= Albert Edward Ismail Yelda =

Albert Edward Ismail Yelda (ܐܠܒܪܬ ܐܕܘܪܕ ܐܝܣܡܥܝܠ ܝܠܕܐ) (born 1959 Ramadi, Iraq) was Iraq's ambassador to the Vatican. Yelda, an ethnic Assyrian, belongs to the Ancient Church of the East. Prior to the United States-led 2003 invasion of Iraq, Yelda dedicated himself to the legal counsel and assistance projects for the Iraqi immigrants in London, England from 1987 until 2003, when he returned to Iraq.

During his time in London, Yelda co-founded the anti-Baath organization the Iraqi Liberation Coalition with friend Ayad Allawi.

In early 2004, he was appointed as Iraq's 14th new ambassador to the Vatican. In November 2004, Yelda met with Pope John Paul II and talked about the situation of the Christian minority in Iraq.

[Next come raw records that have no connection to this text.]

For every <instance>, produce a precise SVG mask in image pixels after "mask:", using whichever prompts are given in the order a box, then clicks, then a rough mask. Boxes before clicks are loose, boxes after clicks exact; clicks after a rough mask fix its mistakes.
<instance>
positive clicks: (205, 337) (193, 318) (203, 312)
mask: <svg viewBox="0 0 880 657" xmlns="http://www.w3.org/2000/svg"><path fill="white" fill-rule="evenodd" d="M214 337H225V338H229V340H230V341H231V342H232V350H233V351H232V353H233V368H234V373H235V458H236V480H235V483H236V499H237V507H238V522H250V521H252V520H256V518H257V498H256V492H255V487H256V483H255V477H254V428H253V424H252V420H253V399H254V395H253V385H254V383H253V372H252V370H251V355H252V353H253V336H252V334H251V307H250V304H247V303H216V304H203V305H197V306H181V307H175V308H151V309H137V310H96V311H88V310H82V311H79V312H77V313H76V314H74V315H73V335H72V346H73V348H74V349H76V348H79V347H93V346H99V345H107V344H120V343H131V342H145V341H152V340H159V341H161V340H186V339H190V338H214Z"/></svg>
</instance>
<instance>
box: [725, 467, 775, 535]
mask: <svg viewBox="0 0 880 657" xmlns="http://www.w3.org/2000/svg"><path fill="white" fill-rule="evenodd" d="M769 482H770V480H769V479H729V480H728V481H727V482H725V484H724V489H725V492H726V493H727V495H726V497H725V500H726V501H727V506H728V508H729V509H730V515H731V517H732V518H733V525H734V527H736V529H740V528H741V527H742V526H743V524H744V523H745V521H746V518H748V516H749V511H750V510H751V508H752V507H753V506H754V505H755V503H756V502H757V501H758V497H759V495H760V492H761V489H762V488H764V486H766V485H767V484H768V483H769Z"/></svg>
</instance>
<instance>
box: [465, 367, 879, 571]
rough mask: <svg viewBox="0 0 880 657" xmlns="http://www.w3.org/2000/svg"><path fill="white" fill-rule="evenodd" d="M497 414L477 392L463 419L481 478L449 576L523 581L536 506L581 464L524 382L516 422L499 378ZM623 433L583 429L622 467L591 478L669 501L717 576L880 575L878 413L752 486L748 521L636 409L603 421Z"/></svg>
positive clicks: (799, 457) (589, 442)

Yelda has met twice with Pope Benedict XVI, once in a visit on May 12, 2005, in the Vatican and on September 25, 2006, when he joined other diplomats from the Arab League and other Muslim countries to find peace after the Pope's controversial comments, which has led to further persecution of Iraq's Christian minority.

In 2007 he was awarded Knight Grand Cross of the Order of Pius IX.